The Pound-to-Euro rate is set to begin trading around 1.1143 at the beginning of the new week after retreading a familiar range throughout the previous one, although studies of the charts suggest the pair is at an inflection point from which it could break in either direction.
Charts suggest the Pound-to-Euro rate is at a crossroads and that it could either go either sideways, lower or higher in the coming days, although we favour a move to the downside because of the recent downtrend remains intact.
The 4 hour chart, which we use to determine the short-term outlook including the next 5 days, shows the pair having bounced higher after finding support at the 17 July lows.

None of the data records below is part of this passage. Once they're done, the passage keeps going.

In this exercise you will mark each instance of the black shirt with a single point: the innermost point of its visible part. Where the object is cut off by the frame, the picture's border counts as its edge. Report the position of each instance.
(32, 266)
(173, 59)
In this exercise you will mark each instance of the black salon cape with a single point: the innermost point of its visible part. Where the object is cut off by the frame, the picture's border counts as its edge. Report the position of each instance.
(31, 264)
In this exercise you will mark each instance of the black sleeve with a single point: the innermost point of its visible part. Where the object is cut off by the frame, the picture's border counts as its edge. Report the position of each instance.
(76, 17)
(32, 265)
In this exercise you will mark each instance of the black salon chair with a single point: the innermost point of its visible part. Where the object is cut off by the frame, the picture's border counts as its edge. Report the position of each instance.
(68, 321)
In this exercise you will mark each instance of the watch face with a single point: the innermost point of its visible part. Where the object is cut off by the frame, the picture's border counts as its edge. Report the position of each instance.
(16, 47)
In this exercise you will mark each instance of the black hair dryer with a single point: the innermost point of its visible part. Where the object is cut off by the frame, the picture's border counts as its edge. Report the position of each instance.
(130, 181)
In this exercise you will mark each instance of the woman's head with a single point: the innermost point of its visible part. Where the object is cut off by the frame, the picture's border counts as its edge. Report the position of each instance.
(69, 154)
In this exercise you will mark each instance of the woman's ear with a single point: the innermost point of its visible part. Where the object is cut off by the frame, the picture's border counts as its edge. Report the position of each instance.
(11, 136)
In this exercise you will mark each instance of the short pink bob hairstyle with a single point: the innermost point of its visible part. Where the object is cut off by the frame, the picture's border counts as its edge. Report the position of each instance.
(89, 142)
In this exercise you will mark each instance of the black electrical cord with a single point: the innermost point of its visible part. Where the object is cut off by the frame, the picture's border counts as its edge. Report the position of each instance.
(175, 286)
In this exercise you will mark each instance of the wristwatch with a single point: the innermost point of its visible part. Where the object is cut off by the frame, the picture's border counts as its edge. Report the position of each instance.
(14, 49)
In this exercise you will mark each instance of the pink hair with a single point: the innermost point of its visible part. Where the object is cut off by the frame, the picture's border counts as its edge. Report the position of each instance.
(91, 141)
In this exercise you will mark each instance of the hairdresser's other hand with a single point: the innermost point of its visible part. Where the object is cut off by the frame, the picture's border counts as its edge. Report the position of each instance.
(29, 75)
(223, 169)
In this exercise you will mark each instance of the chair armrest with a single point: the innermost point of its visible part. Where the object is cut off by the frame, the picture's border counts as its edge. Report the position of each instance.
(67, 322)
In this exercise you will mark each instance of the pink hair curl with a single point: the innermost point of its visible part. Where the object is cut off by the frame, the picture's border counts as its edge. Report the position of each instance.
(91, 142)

The big question of course is whether this rebound is the start of a reversal higher or just a temporary correction within the broader downtrend.
Above: Pound-to-Euro rate shown at 4-hour intervals.
At the moment it is too early to say for sure whether last week's move is simply a correction within a broader downtrend, or is a reversal of the trend. While the rebound has two sets of higher-highs and higher lows, which are positive signs, there is no other compelling evidence to support the idea of a reversal.
A break above the July 19 highs and the 1.1170 level would confirm a reversal to the upside and suggest a target of around 1.1235.
However, because the bear trend is still intact we favour a move back down toward the range lows around 1.1000, although this leaves traders with little scope - less than half a cent - for profit.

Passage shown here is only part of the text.